Week 11: The Archive

What drew my attention the most from this week’s reading was the inclusion of how in both quantitative and qualitative methods of reading the history of the archive in for use in book history there are difficulties in accessing information and records.

In the quantitative method of “reading the archive,” historians would collect information about “the records of publishers and allied trades; bibliographies and library
catalogues; and information created by legislative and governing bodies in
managing the book trade.” (Bode and Osborne 225). Researchers look for information that will allow them to understand the work and culture that surrounds the production of a book in order to comprehend how different eras of history affected the production and reading of books. However the quantitative method will not answer all questions, many times records are in poor quality, with “historical data often ‘patchy,'” and are also biased, with, “historical data… inflected by the perspectives and intentions of the individuals and institutions that create and curate them.” (228). In the qualitative method there are faults as well, when reading from and accessing information from an archive one must remember that the archive, although it may be expansive, is “[n]either complete or fully revealing,” as “Individuals make decisions about what documents they want to keep or discard.” which invited the bias of the archivist to affect the “completeness,” or a collection or grouping of works (Bode and Osborne 224).

In both methods bias affects the collection of work, the perspective and values of the archivist, or the organization they collect for, will frequently be the deciding factor between what is included or disregarded in a collection. The archive, which I previously believed to be a place of equality, where books and information are all kept safe to the best of the archivist’s ability for reader’s access and reference, does not view all books, and therefore information, equally. Archivists must make careful and difficult choices to decide which items deserve to be in an archive and why, knowing that the decision to preserve one book or artifact of information might mean to loose another one. It is interesting that while book historians may read books from within an archive to disseminate how certain perspectives, politics, and cultures would have affected the production of a book, the same archive that they are reading from would have be affected by those same subjects.

Week 3: Mapping the Limits of the Library with Media Ecology

Our readings this week prime us to approach Special Collections materials within a “media ecology” (Jessica Pressman, “Old Media/New Media”). Operating themselves in this ecology, these readings cite diverse scholarly approaches to book studies. While this is my third time reading Michelle Levy and Tom Mole’s The Broadview Introduction to Book History (2017) with Dr. Pressman, I’m struck by the immensity of information and approaches to information cataloged in the History. As we prepare to enter Special Collections, I’m struck by a deep thought: There’s a lot to read. How do we read a lot?

If we understand each book as a networked media object, we must read this object’s contexts across time and place. To use Dr. Pressman’s term from “Old Media/New Media”, how do we read an “ecology of interrelated feedback loops” if all are entangled? How does one read an ecology? How do we focus or curate our readings of an object when we understand its paratext to spiral in directions and scopes beyond our comprehension? If the book object is assembled and networked so pervasively, how do we decide the scope of our reading? As Dr. Pressman said of digital hypertext in last week’s class, how does the reading end, and how do we decide where it ends?

What Dr. Pressman calls the “linear historical narrative that describes the shift from old to new media” (2), thoroughly unwound by book archaeology, is tempting because it makes reading media easier. Questions of immense scope are detangled; the singular reader retakes authority to create a sequential history and to construct singular meanings from this easier narrative. This reduced “flowchart” history is popularly bent to political ends. We don’t need to fall into this practice just because it’s easier – rather, it is important that we commit to following the confusions and uncertainties of research if we really want to meet and draw more nuanced interpretations of our book objects.

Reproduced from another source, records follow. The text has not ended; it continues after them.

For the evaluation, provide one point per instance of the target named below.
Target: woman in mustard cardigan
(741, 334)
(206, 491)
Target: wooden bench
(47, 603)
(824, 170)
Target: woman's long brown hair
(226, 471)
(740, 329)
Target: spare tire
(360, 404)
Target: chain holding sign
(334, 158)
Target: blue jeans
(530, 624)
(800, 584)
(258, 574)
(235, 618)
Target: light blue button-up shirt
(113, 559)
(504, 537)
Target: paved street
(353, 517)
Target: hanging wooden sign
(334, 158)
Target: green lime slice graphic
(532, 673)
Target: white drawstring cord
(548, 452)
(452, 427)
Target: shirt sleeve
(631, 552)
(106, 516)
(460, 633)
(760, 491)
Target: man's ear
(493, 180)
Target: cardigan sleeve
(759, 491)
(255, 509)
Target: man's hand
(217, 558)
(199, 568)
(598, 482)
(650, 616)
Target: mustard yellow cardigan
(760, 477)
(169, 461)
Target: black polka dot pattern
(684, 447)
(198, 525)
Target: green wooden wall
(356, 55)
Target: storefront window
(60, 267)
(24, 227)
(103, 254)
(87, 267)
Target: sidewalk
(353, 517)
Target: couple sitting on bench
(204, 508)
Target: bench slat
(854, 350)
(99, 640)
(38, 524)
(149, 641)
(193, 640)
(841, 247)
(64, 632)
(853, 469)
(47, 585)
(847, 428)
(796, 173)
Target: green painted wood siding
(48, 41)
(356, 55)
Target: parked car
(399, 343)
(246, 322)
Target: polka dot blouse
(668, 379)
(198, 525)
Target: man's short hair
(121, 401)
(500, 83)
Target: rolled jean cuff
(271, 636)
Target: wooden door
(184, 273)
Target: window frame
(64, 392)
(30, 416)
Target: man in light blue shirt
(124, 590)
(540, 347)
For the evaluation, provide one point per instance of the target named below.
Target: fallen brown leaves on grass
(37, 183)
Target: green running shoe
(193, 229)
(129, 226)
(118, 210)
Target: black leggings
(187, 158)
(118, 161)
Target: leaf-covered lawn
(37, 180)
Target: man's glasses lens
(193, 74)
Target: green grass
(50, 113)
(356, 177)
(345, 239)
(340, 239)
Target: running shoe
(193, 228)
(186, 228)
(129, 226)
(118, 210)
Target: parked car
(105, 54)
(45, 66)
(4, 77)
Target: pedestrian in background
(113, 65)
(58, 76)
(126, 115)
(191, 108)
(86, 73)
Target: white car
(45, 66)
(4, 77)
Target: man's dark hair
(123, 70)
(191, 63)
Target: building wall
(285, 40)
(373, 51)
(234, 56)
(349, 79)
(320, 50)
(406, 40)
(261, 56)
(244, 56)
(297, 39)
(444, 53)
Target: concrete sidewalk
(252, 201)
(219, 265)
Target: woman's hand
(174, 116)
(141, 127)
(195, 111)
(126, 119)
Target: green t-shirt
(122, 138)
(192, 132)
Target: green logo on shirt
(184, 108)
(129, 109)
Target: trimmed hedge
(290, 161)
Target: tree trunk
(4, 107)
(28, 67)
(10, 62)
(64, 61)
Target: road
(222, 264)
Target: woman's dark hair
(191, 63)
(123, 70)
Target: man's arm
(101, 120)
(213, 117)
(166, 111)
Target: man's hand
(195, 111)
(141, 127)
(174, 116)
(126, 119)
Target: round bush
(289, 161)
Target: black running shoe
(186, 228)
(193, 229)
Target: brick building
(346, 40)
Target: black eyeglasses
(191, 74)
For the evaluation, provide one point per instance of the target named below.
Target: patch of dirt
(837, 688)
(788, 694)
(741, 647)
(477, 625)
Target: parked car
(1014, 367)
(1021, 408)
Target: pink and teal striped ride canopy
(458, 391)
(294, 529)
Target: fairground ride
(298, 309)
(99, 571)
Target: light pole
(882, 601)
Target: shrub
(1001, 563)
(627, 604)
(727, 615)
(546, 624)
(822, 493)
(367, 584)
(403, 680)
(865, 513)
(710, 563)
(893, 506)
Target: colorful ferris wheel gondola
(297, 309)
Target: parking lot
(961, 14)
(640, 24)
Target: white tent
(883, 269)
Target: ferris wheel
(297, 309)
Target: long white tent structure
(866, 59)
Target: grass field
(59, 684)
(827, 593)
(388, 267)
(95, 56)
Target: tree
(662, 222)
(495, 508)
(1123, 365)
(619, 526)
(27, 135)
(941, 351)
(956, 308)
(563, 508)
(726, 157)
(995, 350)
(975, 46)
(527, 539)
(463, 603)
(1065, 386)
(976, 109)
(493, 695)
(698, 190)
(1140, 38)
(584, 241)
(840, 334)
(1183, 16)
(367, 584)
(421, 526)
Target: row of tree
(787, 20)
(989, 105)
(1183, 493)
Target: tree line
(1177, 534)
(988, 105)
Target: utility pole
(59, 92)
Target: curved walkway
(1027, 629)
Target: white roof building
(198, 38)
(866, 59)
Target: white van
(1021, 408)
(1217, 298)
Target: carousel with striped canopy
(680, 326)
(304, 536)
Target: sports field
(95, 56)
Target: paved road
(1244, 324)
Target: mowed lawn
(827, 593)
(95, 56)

Without needing to construe reading history through the transitional “intensive to extensive reading” model, we can recognize that the way we approach reading is influenced by our perception of how many things are available to read (Levy and Mole xviii). I realized during our discussion of Mark C. Marino’s Marginalia in the Library of Babel that many hypertexts take me longer to process than static texts because they offer no readout showing how much content remains to be read. As a mortal thing, having some concept of when – or at least if – I’ll end a reading informs how I apportion my time and attention. My attention transitions out of the text and through others. Instead of expecting a fixed termination point, then, I think I’ll enter Special Collections with the framework that my reading of a book object will be transitional: our feedback loops will pass through each other. Maybe the ending that will guide my reading is not the limit at which a reading or history terminates, but the transitional process that happens when the book object takes on new meaning. It’s not a cessation, but a transition into more and radiating loops. I need to pay attention to my reading processes in order to notice when this transition is taking place.

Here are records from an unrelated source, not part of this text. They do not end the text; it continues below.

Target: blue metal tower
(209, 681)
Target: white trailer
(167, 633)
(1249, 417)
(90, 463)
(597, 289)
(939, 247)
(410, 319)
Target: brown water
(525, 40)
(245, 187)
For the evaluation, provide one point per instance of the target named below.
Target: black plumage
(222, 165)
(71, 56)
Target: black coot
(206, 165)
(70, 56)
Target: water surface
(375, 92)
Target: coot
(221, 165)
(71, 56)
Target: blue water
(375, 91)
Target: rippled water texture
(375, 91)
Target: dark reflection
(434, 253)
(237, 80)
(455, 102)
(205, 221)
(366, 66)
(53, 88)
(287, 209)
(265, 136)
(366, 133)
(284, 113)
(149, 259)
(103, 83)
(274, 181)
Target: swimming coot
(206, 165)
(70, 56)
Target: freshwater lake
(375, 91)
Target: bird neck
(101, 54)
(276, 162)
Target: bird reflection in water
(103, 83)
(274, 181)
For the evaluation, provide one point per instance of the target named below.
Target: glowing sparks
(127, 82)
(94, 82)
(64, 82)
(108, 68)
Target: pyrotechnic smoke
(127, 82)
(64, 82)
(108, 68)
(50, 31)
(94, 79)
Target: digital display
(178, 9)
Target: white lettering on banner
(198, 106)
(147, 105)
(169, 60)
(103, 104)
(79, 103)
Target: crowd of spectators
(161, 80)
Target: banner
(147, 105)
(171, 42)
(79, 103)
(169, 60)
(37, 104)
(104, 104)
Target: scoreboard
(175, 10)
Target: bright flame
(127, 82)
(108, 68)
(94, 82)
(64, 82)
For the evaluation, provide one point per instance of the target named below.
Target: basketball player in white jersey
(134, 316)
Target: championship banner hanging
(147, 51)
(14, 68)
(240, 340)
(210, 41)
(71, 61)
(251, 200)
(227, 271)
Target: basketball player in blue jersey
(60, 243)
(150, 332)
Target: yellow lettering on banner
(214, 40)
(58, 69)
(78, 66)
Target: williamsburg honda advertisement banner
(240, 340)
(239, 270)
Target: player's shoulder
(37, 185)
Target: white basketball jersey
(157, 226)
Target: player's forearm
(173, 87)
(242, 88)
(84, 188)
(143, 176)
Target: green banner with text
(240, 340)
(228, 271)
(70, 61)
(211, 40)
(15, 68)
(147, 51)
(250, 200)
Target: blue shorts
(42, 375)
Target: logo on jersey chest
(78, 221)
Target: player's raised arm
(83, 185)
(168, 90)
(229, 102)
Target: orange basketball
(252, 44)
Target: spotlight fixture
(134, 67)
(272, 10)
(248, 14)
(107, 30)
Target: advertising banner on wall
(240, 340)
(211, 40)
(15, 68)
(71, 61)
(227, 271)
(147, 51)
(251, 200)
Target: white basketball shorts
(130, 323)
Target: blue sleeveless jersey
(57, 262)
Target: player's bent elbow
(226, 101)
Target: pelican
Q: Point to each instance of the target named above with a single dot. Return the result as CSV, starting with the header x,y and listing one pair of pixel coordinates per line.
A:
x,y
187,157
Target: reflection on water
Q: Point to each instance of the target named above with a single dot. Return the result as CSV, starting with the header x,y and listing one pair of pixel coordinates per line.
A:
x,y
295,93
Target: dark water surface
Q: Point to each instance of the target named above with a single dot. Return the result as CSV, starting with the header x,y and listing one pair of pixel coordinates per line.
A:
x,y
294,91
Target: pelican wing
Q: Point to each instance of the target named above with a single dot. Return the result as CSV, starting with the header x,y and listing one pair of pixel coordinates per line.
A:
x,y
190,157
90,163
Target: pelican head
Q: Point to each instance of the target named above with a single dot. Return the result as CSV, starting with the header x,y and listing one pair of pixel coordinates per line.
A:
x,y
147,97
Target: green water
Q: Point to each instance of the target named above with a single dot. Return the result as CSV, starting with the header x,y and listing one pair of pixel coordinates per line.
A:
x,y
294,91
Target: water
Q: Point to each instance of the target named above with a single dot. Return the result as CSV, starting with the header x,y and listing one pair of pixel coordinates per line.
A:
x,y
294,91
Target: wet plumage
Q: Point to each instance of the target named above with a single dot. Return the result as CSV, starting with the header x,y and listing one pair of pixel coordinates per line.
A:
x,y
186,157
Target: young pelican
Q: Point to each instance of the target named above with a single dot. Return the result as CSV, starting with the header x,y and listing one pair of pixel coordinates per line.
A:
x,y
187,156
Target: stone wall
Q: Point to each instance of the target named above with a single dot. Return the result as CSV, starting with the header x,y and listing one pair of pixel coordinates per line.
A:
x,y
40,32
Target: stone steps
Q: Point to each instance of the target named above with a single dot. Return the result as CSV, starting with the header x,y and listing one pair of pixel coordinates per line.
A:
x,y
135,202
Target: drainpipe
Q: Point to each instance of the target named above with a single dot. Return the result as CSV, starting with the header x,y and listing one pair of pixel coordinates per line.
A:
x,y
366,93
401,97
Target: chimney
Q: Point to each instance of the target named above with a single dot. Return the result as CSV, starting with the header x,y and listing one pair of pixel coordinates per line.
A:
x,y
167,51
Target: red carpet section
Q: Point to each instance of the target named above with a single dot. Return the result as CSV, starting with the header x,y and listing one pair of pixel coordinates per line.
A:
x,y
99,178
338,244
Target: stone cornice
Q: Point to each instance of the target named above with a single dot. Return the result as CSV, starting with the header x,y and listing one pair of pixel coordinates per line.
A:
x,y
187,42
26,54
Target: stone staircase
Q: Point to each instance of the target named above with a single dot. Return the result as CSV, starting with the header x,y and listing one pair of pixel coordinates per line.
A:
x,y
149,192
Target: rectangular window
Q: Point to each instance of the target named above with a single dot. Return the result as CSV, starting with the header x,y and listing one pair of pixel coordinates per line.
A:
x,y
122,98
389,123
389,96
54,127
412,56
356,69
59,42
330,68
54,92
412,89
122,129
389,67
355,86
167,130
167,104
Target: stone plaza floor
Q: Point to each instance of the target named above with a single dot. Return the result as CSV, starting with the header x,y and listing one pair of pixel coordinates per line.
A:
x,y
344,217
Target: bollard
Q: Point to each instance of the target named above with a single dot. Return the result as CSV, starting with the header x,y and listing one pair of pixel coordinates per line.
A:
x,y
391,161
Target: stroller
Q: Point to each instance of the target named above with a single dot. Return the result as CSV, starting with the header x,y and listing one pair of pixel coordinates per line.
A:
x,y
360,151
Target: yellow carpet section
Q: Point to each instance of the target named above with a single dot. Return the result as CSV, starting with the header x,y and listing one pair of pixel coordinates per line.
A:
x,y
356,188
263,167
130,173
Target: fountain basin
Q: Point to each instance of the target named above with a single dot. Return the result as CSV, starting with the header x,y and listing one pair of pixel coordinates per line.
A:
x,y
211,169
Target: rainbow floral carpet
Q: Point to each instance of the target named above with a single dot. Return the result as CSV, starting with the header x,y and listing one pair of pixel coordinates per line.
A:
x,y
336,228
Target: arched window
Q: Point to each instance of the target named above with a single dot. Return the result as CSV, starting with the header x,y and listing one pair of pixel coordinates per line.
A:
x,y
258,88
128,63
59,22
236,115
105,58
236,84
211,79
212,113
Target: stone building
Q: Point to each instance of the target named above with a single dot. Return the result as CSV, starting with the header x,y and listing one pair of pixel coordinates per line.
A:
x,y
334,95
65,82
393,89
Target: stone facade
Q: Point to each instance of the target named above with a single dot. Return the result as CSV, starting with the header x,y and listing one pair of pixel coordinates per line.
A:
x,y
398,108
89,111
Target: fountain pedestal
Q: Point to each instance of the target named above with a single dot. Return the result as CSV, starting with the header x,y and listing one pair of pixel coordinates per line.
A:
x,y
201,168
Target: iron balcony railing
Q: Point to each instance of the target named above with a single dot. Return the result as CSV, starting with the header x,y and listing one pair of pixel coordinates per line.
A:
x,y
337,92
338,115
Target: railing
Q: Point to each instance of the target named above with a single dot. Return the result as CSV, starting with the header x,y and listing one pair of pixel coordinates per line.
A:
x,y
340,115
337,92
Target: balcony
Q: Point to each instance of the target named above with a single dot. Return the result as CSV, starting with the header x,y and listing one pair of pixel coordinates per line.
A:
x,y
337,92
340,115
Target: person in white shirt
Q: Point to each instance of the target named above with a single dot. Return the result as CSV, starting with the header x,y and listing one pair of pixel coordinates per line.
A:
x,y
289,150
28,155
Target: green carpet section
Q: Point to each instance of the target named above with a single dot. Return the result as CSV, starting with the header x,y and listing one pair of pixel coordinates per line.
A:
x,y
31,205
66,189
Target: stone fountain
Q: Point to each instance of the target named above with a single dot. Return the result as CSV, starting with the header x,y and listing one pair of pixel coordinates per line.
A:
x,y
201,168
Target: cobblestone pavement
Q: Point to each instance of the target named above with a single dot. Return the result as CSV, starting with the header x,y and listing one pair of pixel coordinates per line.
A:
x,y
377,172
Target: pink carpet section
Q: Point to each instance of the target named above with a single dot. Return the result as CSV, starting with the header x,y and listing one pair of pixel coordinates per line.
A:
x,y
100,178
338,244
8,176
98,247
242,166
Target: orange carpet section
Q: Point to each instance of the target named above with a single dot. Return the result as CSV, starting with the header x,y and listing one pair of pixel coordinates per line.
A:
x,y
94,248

Last week, Borges’ narrator in The Library of Babel conjured “[an] unspeakably melancholy memory: I have sometimes traveled for nights on end, down corridors and polished staircases, without coming across a single librarian” (114). Borges philosophically dramatizes conflicts surrounding the ways in which people approach books and reading as cultural practices; here the conflict is not between opposing readers but in the echo chamber of an intellectual journey undertaken alone. I am grateful that we populate our own Library within the massive ecology of scholarship, expertise, and curiosities of people across time and place.